Holdfast Training Services Trial Blog

The Airport East project has displayed the importance of management of stakeholder relations to ensure the smooth running of a site.

Roads and Maritime Services (RMS), Australian Rail Track Corporation (ARTC) & Sydney Airport Corporation Limited (SACL), are the three biggest stakeholders on the Airport East site and known affectionately as the three amigos.  The contract is construct only and a number of clarifications are submitted to RMS daily, which in turn do lead sometimes compensation claims. SACL own the land but also impose tight restriction on operations due to the proximity of the E-W runway.  ARTC operate the main freight line which runs to Port Botany which dissects the site and is also being upgraded as part of the project to dual lines, they also impose tight restriction and limit access to the rail corridor.

During installation of reinforcement for Span 1 of the Canal Bridge, RMS were still changing their minds right up to 3 hours before the pour of where they wanted to locate conduits for traffic lights and lighting for the bridge.  Retrospectively fitting conduits into slab reinforcement is a time consuming process.  This is a lesson I will be taking forward for when the ducts are fitted into the Rail Bridge for post tensioning.  It is key reinforcement is staged with conduits or ducts being fitted prior to the B layer of reinforcement being placed.

Figure 1 – Conduits for traffic control systems run through the cast-in-situ bridge deck of Span 1 of the Canal Bridge 

One of the most exciting yet exhausting tasks I have been package manager for on site has been the installation of sixty precast pretensioned bridge beams for Span 2 of the Canal Bridge.  I have taken this process from competitive tender, standard subcontract and award, through to installation.  The tasks leading up to their installation involved; authoring the activity method statement, excavation and removal of the temporary piling platform in the canal, checks to stressing calculations for the bridge beams, quality inspections of the prestressing yard, application to SACL for a week long closure of the E-W runway for 220T telescopic crane, design and validation of the crane platform, oversized load permit for delivery to site of the beams, organisation of haulage, medium risk lift plan for installation, and being lead engineer co-ordinating the landing of each beam onto temporary bearings. Choreographing their installation over 4 days, involved 15 being delivered per day, a truly rewarding task once they were all secured in place.

Figure 2 – The one of sixty precast bridge beams is lifted into position for Span 2 of the Canal Bridge

During installation I received a telephone call from SACL, the wind had picked up so for safety reason they needed to reopen the E-W runway.  15 minutes after the crane was lowered, the photo in Figure 3 was taken as an A380 passes over the site, showing the reason for the imposed height restrictions.  This delay forced installation operations to cease until that evening when the Airport closed between 2300 – 0455hrs.

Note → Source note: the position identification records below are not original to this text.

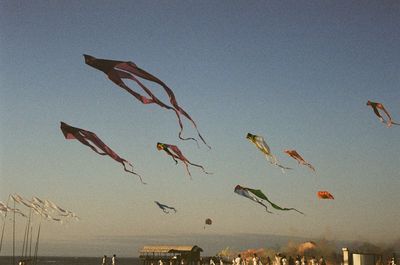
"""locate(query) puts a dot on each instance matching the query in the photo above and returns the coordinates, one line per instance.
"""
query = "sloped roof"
(169, 249)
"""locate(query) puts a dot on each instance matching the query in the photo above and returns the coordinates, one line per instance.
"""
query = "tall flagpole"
(14, 236)
(4, 224)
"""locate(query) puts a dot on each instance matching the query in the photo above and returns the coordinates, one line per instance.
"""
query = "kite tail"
(184, 113)
(311, 167)
(188, 138)
(153, 99)
(200, 166)
(132, 172)
(296, 210)
(187, 169)
(283, 168)
(266, 208)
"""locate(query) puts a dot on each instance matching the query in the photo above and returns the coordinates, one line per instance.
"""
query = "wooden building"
(170, 255)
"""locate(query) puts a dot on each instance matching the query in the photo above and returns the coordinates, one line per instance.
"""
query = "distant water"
(72, 261)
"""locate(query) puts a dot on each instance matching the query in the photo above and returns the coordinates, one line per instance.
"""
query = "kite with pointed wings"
(258, 196)
(298, 158)
(376, 106)
(119, 70)
(260, 143)
(176, 153)
(164, 207)
(91, 140)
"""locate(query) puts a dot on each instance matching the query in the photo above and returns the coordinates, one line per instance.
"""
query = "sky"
(298, 73)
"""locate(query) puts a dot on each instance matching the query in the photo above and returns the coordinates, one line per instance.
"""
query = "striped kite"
(258, 196)
(376, 106)
(164, 207)
(298, 158)
(176, 153)
(323, 194)
(260, 143)
(90, 139)
(119, 70)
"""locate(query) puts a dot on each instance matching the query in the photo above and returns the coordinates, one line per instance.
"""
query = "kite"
(263, 147)
(165, 207)
(258, 196)
(376, 106)
(208, 221)
(325, 195)
(90, 139)
(175, 153)
(299, 159)
(119, 70)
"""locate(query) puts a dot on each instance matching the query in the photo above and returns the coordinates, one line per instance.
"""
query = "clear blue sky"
(298, 73)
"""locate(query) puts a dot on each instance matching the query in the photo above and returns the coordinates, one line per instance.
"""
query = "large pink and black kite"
(176, 153)
(119, 70)
(90, 139)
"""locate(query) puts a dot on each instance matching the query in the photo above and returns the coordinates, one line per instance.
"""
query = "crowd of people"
(279, 259)
(105, 261)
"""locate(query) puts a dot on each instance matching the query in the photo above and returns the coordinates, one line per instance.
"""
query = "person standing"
(238, 260)
(256, 260)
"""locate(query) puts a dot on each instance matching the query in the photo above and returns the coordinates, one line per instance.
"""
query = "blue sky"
(298, 73)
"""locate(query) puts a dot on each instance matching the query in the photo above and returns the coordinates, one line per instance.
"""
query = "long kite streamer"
(176, 153)
(164, 207)
(250, 194)
(119, 70)
(376, 106)
(298, 158)
(260, 143)
(91, 140)
(323, 194)
(258, 196)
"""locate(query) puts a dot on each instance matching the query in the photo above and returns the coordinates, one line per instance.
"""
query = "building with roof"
(170, 255)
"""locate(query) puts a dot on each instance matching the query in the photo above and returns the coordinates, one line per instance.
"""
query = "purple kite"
(119, 70)
(90, 139)
(175, 153)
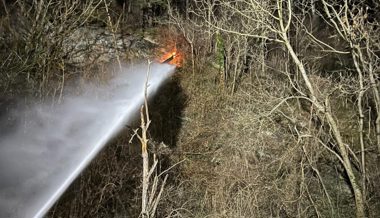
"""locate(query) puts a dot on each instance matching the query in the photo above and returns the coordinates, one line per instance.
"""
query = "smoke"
(45, 148)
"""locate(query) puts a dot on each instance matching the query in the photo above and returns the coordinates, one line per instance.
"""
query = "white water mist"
(42, 155)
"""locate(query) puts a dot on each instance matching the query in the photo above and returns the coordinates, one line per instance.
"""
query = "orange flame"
(175, 56)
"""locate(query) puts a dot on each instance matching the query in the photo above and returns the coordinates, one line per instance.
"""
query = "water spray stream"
(44, 151)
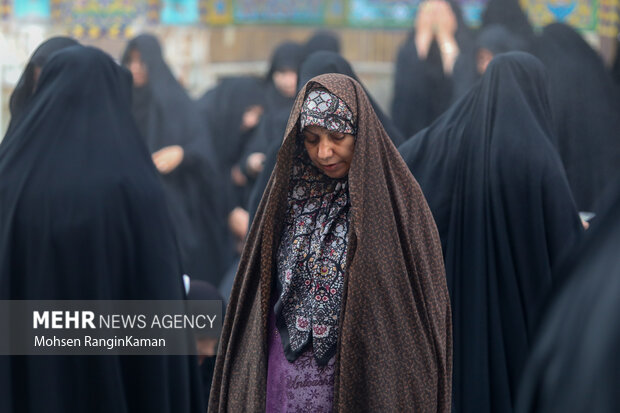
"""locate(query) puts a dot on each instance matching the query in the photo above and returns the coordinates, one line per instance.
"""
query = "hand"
(424, 29)
(256, 162)
(238, 222)
(237, 176)
(167, 159)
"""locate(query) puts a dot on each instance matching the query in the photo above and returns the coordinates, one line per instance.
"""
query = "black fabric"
(167, 116)
(321, 40)
(505, 215)
(222, 110)
(422, 91)
(270, 132)
(574, 365)
(287, 56)
(83, 216)
(273, 126)
(586, 111)
(615, 69)
(494, 38)
(330, 62)
(510, 15)
(26, 85)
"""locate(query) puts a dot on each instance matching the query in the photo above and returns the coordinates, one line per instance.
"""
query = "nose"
(325, 149)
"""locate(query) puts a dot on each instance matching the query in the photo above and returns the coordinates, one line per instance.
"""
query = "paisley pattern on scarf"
(311, 261)
(326, 110)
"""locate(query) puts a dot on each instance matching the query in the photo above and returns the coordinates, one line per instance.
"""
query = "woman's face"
(286, 82)
(137, 68)
(331, 152)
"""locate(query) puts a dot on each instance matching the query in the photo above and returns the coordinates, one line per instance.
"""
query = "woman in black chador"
(586, 111)
(505, 215)
(28, 81)
(182, 151)
(423, 78)
(574, 363)
(83, 217)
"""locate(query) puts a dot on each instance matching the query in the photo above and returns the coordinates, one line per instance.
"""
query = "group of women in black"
(435, 260)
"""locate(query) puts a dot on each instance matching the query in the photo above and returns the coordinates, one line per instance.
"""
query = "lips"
(332, 166)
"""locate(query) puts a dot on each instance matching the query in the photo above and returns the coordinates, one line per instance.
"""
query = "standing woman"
(83, 217)
(505, 215)
(423, 77)
(182, 152)
(340, 302)
(28, 81)
(586, 111)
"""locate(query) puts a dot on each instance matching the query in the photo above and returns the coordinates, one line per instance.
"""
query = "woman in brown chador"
(340, 302)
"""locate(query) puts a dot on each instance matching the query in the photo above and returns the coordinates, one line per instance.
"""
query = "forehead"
(317, 130)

 Figure 3 – SACL reopen the E-W runway of Sydney Airport during installation of the beams forcing installation operations to be postponed to the night.

My relationship with ARTC will grow as I move onto Project Engineer for the Rail Bridge and Underpass this month.

I would appreciated peoples thoughts on the below issue I have encountered on site.

ISSUE: The steel frame erection is generally progressing well on site with approximately 90% of the steel work now erected. Unfortunately a recent site inspection highlighted that some of the secondary steel beams to level 02 had developed a twist in the member (see below). Level 03 above is a cantilevered deck which is currently temporarily supported through diagonal bracing.

The tolerances for the steel work on the project are laid down in the Structural Steel work Specification developed by Ramboll. These are in addition to the requirements of the National Structural Steel work Specification (NSSS). However, establishing the tolerances for the twist has proved more difficult than first thought. The steel contractor is currently attempting to determine a root sum squared answer from the fabrication and erection tolerances. In the meantime the visual distortion has been enough to instigate further investigation.

An as-built survey conducted by the steel work contractor confirmed the following ‘out of tolerances’ for three of the beams highlighted on site.

OPTIONS: The two options as I see it are to either leave it as it is, or to release the members and conduct remedial works as necessary. In both situations an evaluation of the significance of the twist is required to be made.

1. Assess the structural significance of the twist. If not significant then do nothing and except the visual impact.

2. Assess the structural significance of the twist. If not significant then do nothing, but weld a plate to the bottom flange in order to mitigate the visual impact.

3. Assess the structural significance of the twist. If significant, release the connection. Relocate fin plate on primary beam to accommodate altered position of the secondary.

We are currently finding that, possibly due to the consequences, neither the structural engineers nor the steel subcontractor are willing to comment on the structural implications of the twist to the members and subsequently commit to a strategy moving forward. We are due to remove the temporary bracing in the near future. It is hoped that this along with the erection of the cladding will counteract the twist, however it is unlikely to counter it to the extent required.

It would be interesting to hear the thoughts of others with regard to the issue and potential remedial options? I would have thought that this issue must have been encountered previously through the experience of others? Any feedback is appreciated. Cheers, Al.